The road uses a technology known as conductive charging, in which energy is transferred from two tracks of electric rail installed under the road’s surface to the vehicle via a movable arm attached to the bottom of the car or truck. There is no electric current on the surface of the road, and tests where the road was flooded with salt water found that the electricity level at the surface of the road was low enough to walk on barefoot.
The electric current is automatically disconnected when the vehicle stops, and the system calculates each vehicle’s energy consumption, enabling electricity costs to be debited per vehicle.
“One of the most important issues of our time is the question of how to make fossil-free road transportation a reality. We now have a solution that will make this possible. Sweden is at the cutting edge of this technology, which we now hope to introduce in other areas of the country and the world,” says Hans Säll, chairman of eRoadArlanda, the company behind the project.
If the project is expanded nationally, it will help Sweden reach its target of total independence from fossil fuel by 2030, a goal that requires a 70% reduction in greenhouses gasses in the transport sector.

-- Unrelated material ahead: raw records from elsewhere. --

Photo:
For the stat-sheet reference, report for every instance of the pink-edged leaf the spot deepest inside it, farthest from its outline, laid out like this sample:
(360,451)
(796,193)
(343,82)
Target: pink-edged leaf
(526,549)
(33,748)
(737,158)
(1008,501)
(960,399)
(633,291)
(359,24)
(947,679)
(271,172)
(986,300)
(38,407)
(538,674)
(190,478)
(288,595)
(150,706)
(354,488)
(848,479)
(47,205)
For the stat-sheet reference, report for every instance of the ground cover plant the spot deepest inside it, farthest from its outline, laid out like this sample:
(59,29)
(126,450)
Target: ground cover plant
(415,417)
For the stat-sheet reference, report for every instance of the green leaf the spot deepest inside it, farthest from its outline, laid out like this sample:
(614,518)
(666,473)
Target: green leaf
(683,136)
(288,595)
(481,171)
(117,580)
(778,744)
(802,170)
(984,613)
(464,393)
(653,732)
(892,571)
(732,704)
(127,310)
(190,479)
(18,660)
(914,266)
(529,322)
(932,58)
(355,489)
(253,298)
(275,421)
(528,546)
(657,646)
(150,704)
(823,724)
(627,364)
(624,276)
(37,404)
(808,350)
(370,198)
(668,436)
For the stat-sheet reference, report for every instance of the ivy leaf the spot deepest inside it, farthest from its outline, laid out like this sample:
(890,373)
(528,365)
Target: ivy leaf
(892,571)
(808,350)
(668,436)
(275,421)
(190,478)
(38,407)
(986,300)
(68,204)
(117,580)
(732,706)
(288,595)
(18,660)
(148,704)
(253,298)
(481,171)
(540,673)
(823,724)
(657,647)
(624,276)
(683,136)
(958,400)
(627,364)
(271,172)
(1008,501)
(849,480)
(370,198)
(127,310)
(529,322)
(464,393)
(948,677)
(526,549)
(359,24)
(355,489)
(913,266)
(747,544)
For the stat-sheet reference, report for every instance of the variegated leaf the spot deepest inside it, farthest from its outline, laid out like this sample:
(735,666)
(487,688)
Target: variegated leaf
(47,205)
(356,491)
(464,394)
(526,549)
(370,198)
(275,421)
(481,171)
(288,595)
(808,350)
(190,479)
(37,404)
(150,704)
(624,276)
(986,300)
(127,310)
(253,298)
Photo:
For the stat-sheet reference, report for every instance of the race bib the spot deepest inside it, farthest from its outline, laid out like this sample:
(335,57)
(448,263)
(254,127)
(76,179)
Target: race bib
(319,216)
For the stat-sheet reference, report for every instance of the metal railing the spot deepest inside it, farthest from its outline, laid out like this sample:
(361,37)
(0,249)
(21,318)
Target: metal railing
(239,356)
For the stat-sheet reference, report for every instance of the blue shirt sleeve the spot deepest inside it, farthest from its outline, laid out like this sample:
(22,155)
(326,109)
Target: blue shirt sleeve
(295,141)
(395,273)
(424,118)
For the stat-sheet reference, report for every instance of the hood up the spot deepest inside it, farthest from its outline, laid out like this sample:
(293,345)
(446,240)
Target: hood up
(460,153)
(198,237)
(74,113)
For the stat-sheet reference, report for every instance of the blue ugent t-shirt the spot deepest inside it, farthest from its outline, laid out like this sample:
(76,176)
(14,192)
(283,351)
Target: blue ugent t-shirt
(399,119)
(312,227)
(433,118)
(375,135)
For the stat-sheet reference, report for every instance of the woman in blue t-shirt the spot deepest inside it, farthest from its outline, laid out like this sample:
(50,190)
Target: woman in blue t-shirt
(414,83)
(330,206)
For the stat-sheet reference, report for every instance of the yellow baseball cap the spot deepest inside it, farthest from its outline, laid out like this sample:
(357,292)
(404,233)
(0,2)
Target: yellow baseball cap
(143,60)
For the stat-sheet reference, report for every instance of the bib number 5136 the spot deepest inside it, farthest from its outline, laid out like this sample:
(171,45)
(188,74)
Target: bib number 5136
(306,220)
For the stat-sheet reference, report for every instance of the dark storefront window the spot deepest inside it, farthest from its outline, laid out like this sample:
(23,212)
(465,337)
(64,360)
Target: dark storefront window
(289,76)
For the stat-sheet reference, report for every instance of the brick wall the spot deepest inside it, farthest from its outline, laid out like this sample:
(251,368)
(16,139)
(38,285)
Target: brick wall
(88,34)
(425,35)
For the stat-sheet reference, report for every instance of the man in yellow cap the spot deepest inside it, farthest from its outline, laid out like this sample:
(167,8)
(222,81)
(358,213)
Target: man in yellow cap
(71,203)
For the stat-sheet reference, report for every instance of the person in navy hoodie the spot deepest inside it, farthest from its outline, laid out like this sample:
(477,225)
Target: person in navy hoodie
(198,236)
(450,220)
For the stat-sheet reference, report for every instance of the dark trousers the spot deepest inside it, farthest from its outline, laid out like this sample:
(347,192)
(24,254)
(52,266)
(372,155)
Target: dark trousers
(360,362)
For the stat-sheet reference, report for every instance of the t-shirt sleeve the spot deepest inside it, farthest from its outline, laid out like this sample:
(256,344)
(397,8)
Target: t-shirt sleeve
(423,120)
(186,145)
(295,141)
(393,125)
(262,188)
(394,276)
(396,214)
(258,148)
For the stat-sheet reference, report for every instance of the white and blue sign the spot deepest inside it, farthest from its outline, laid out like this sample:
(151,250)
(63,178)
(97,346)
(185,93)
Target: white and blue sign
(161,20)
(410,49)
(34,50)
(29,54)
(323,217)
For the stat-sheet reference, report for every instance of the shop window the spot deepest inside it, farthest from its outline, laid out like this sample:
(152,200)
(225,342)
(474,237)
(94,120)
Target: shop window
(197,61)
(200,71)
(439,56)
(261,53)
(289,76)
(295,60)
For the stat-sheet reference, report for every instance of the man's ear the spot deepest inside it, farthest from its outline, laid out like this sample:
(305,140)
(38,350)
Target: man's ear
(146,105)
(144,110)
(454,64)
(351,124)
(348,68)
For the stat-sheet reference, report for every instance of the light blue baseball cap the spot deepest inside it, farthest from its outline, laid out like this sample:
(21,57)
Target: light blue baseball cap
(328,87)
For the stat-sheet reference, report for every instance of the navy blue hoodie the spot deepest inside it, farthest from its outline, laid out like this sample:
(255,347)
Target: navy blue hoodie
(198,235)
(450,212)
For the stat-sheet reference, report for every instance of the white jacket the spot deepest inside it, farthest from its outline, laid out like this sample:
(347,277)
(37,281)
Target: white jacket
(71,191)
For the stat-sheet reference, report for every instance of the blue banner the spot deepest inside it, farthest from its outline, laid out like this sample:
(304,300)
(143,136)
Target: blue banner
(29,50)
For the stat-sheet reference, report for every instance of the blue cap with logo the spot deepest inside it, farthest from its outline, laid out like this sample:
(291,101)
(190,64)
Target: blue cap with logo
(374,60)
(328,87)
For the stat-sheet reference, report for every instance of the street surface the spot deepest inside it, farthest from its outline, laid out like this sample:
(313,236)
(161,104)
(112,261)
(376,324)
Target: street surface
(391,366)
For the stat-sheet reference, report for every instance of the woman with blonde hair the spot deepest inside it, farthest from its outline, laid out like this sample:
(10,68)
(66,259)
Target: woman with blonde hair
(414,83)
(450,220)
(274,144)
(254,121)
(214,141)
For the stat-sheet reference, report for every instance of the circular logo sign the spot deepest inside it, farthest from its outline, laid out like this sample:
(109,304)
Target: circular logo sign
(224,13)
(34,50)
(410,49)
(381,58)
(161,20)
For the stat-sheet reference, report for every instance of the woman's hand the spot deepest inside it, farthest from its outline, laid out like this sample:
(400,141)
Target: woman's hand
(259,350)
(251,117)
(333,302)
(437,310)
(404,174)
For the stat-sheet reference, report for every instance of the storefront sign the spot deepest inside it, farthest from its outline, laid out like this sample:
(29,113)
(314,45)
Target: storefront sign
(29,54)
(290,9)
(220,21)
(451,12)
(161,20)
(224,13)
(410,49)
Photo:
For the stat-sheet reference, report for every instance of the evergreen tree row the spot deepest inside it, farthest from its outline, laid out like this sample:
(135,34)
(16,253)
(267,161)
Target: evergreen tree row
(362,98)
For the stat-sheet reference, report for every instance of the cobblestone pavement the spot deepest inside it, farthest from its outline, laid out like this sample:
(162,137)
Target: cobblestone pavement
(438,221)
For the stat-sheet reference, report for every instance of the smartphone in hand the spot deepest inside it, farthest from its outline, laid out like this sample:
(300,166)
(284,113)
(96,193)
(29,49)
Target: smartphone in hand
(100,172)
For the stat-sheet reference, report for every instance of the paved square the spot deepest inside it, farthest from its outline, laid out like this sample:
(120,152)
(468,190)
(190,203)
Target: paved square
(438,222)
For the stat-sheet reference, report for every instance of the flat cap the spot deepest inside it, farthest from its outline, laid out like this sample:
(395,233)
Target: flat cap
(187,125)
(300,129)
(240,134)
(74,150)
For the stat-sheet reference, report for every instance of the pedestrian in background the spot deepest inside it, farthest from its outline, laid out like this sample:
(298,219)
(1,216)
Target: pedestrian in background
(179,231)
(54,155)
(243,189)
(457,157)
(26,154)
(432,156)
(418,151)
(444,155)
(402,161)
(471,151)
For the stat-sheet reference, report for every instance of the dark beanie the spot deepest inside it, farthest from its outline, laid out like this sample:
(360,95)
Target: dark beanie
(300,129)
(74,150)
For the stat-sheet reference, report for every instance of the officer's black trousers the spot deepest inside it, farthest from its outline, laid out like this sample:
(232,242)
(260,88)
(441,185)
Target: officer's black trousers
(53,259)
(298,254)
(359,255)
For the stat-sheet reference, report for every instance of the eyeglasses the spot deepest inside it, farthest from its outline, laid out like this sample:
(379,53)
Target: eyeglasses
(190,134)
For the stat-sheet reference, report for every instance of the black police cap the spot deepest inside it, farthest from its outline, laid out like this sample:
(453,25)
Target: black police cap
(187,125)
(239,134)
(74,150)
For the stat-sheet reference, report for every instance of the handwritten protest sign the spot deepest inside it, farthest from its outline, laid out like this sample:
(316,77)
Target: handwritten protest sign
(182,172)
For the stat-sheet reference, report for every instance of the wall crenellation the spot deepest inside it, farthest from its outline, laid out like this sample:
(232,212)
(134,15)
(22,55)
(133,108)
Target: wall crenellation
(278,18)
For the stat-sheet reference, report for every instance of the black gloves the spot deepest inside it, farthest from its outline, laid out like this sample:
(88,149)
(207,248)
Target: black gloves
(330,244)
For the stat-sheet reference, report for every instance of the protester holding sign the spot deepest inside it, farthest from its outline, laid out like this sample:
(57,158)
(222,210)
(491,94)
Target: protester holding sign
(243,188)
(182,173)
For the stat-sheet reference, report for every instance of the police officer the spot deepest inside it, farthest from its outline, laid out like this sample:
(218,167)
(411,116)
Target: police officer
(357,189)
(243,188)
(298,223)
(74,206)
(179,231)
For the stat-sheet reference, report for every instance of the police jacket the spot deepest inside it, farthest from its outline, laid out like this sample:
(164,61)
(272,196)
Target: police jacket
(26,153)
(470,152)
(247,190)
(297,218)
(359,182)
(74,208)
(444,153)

Costing some €1 million (£896,000) per kilometre, the cost of electrification is an estimated 50 times lower than that required to construct an urban tram line. According to eRoadArlanda, it should take only three years and 80 billion Swedish krona (£6.6bn) to electrify 20,0000 kilometres (12,400 miles) of road in Sweden.
Sweden’s roads agency is currently in talks to expand the electric road plan nationally, while Berlin is also reportedly considering electrified networks.